The tales starts off with a fairly well constructed prologue and I found that to be the most compelling part of this book. The rest of it is a lengthy narrative of Elaine Brogan, her complete life’s story about growing up in a poor neighborhood of Pittsburgh, her father, a construction worker stealing to put her through private school, her brief foray into a modeling school scheme, her father’s subsequent arrest, imprisonment and suicide, her finishing school and going to college for design with the ultimate goal of becoming a secret service agent and avenging her father’s death.
It tells us the story of what it takes to make an special agent and the trials and travails Elaine must overcome to become an agent. Then we follow her to her first posting in Montana. The story continues with a case of sexual harassment and her being reassigned to an office in Bulgaria, where, low and behold she meets the man of her dreams, her new boss, Nick is so much better than her old boss, so caring, so kind, so handsome. .. and yet the story is so bland. .. is creeps it’s was to a climatic ending that will resolve itself in the next book…
I feel perfectly comfortable waiting for the cliff notes version.

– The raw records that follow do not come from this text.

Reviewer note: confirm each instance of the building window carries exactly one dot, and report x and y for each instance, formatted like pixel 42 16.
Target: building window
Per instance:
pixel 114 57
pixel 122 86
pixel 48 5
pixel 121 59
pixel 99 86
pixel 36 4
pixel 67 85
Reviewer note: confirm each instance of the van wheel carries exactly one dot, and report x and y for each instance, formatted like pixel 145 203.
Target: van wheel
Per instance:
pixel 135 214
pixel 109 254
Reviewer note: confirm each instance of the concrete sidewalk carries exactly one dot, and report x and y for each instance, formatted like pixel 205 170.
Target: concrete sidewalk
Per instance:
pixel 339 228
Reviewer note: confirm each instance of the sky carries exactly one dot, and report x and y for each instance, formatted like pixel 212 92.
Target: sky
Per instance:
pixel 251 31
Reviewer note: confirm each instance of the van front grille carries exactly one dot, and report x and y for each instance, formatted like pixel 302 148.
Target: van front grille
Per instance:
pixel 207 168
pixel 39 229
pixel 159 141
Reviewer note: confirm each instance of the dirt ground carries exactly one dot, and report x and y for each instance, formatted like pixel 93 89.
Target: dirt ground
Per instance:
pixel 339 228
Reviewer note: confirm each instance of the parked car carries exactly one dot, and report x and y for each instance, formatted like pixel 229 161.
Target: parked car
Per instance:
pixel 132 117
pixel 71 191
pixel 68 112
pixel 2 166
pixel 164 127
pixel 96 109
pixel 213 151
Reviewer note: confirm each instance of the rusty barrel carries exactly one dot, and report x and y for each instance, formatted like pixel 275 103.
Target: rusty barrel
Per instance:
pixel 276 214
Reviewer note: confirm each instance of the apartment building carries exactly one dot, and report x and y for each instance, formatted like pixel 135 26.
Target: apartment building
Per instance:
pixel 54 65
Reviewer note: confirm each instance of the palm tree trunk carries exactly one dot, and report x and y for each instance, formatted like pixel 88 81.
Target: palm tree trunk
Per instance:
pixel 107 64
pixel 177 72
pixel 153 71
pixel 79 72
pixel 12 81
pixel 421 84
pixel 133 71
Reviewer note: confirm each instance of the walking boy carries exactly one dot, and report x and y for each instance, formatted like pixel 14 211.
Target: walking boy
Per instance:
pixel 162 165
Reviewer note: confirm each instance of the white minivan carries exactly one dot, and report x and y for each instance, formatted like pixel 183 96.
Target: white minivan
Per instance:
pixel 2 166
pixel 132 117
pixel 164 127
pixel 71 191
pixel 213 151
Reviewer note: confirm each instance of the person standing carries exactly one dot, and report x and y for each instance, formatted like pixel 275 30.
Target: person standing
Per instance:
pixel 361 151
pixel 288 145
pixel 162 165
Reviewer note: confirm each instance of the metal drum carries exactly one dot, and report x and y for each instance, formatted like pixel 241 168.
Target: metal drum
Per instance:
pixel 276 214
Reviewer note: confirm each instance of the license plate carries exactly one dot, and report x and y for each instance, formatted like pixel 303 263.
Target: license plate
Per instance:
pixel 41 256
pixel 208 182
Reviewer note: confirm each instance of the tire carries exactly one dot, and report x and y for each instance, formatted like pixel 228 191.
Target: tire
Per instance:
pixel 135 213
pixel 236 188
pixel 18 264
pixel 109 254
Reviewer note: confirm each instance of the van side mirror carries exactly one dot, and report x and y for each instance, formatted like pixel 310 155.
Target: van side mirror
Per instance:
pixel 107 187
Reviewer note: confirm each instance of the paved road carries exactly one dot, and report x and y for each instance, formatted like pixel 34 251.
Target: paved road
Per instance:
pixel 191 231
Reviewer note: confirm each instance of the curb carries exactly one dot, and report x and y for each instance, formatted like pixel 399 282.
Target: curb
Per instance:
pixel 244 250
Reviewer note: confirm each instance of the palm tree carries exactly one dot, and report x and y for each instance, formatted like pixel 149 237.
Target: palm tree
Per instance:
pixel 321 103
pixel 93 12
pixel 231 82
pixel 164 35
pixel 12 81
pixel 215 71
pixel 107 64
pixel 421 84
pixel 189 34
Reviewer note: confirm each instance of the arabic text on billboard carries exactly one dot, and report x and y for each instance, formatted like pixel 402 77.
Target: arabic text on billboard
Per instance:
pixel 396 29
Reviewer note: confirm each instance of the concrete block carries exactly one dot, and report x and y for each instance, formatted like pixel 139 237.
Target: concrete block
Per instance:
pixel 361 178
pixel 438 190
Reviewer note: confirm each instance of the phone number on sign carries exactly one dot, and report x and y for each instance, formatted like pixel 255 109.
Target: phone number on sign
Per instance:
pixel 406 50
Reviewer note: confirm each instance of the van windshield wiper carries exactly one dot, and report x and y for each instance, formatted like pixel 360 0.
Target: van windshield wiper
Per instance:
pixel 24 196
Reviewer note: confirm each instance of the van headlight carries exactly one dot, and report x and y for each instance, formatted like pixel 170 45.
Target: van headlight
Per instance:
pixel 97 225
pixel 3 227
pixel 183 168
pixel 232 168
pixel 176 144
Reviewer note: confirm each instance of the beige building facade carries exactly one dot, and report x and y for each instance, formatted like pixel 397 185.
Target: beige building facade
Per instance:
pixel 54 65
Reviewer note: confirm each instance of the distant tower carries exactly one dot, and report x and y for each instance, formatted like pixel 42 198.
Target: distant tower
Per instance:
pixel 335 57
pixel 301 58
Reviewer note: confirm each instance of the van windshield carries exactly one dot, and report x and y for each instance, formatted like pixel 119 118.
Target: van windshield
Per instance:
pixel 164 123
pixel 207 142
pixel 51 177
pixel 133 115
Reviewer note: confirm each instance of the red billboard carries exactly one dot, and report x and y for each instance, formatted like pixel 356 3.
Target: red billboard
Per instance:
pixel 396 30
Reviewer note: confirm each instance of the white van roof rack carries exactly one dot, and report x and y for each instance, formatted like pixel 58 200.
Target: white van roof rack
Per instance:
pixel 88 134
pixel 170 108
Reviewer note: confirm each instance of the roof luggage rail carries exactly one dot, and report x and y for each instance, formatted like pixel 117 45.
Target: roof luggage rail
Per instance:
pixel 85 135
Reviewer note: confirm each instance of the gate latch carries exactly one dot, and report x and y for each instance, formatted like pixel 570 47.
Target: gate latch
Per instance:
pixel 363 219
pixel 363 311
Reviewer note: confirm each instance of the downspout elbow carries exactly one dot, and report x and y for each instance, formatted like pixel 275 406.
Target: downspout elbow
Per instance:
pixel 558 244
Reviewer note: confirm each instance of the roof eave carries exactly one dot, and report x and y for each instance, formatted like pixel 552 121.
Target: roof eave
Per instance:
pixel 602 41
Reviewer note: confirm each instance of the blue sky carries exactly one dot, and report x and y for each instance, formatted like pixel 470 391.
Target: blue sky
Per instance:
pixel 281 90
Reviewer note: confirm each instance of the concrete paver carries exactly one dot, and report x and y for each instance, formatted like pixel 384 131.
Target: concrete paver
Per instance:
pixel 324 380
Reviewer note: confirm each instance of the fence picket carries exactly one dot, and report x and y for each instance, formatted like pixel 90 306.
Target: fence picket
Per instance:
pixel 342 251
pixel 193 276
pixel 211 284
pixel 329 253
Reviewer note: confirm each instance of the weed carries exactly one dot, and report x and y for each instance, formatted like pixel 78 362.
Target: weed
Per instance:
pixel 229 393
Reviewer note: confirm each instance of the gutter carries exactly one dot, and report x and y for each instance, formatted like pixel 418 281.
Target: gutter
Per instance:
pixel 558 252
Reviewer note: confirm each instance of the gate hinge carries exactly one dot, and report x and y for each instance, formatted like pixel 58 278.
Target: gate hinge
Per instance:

“We’ve got to get you laid, girl,” Ashley said frankly, when Elaine felt comfortable enough to talk openly with her. “What kind of guys do you like?”
“I don’t know,” Elaine said. “Strong, but kind.” Like her father.
“Strong, but kind,” Ashley said. “Hm. That eliminates about ninety-eight percent of the male population. What about looks? Tall, beefy, slim? Blonde, dark? Blue eyes—”
“I don’t know, Ashley. Does it matter? I just need somebody to get the job done.”
Ashley laughed. “Boy, you are jaded.”
Elaine had long given up on the idea that the process of losing her virginity would be a romantic event. It was simply a barrier she wanted to break—both literally and figuratively. She thought it would not only make her feel more comfortable with boys, but would make her feel like she was a complete, fully functioning female.